Project to find out how
European governments could fight obesity
September 20, 2004
In response to the alarming
rise in obesity across the developed world, a University of Sussex food
policy researcher is leading a project to find out how European governments
could fight the flab.
Tommorow (21 September) Dr Erik Millstone will meet senior public health
representatives from nine European countries at the University’s Science and
Technology Policy Research Unit to launch a cross-national comparative
study.
During the next two and a half years the researchers will look at issues
such as food labelling, food advertising and food subsidies in the EU and
within their own countries and feed the results into the study.

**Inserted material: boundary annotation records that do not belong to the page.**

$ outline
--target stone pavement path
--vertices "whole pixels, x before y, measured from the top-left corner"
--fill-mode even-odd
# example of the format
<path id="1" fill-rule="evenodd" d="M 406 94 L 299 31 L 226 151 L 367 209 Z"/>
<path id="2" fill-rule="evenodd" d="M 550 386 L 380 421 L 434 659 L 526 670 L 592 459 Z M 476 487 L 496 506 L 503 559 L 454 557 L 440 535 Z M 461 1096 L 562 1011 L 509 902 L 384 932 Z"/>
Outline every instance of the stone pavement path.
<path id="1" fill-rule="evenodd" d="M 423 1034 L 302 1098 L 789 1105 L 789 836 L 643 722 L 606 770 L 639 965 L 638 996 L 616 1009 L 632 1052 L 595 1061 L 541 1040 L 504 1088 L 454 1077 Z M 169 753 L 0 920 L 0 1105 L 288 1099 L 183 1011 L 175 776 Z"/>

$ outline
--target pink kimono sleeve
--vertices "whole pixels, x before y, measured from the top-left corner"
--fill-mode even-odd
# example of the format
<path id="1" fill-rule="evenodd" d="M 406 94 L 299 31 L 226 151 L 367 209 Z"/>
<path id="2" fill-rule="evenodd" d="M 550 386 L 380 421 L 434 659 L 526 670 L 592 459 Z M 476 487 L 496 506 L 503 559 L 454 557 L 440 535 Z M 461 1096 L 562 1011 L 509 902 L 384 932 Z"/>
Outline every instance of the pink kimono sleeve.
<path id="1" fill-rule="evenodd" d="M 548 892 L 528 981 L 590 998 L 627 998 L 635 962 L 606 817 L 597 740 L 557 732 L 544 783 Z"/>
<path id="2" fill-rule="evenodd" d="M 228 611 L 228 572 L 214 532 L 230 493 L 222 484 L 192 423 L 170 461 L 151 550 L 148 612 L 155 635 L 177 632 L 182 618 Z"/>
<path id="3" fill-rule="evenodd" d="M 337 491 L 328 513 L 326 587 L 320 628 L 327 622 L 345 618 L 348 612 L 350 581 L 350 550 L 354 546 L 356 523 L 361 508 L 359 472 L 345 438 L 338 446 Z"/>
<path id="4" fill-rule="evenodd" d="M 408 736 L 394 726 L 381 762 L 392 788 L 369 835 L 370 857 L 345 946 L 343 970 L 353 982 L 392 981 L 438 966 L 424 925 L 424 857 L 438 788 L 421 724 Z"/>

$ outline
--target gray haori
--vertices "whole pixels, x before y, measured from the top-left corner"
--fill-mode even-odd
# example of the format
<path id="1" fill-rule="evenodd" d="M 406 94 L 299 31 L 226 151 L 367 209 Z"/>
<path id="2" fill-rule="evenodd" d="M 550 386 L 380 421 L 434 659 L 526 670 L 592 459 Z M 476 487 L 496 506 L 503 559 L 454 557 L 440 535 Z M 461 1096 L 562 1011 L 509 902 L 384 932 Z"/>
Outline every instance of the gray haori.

Dr Millstone, whose work has previously influenced UK Government policies on
food additives and BSE (Bovine Spongiform Encephalitis), says that the
obesity epidemic and its health implications are of major concern to all
European nations. “The UK has one of the highest rates, affecting nearly a
quarter of the population. Some of the other countries haven’t reached that
level yet, but they have faster growing rates of obesity. This is
particularly true among the new members of the European Union, especially
those in eastern Europe.”
Different countries currently use a variety of systems to try to address the
problem. In Finland some firms use a “traffic light” system with food
labelling to allow consumers to identify healthy "green" foods and "red" bad
foods. Other nations are in favour of subsidising healthy food and
increasing taxes on unhealthy food.
“What we’re doing is trying to capture perspectives from divergent
approaches to see which mixes of policies might be effective in which
countries," explains Dr Millstone. "It would be unrealistic to think that we
could produce one set of policies that would work in all countries, but I
hope this study will help to halt this juggernaut of obesity that’s rolling
over Europe.”
The project, entitled PORGROW (Policy options for responding to the growing
challenge from obesity: a cross-national comparative study), is funded by a
£153,000 grant from the European Commission. The countries taking part are
the UK, Finland, France, Greece, Italy, Spain, Poland, Hungary and Cyprus.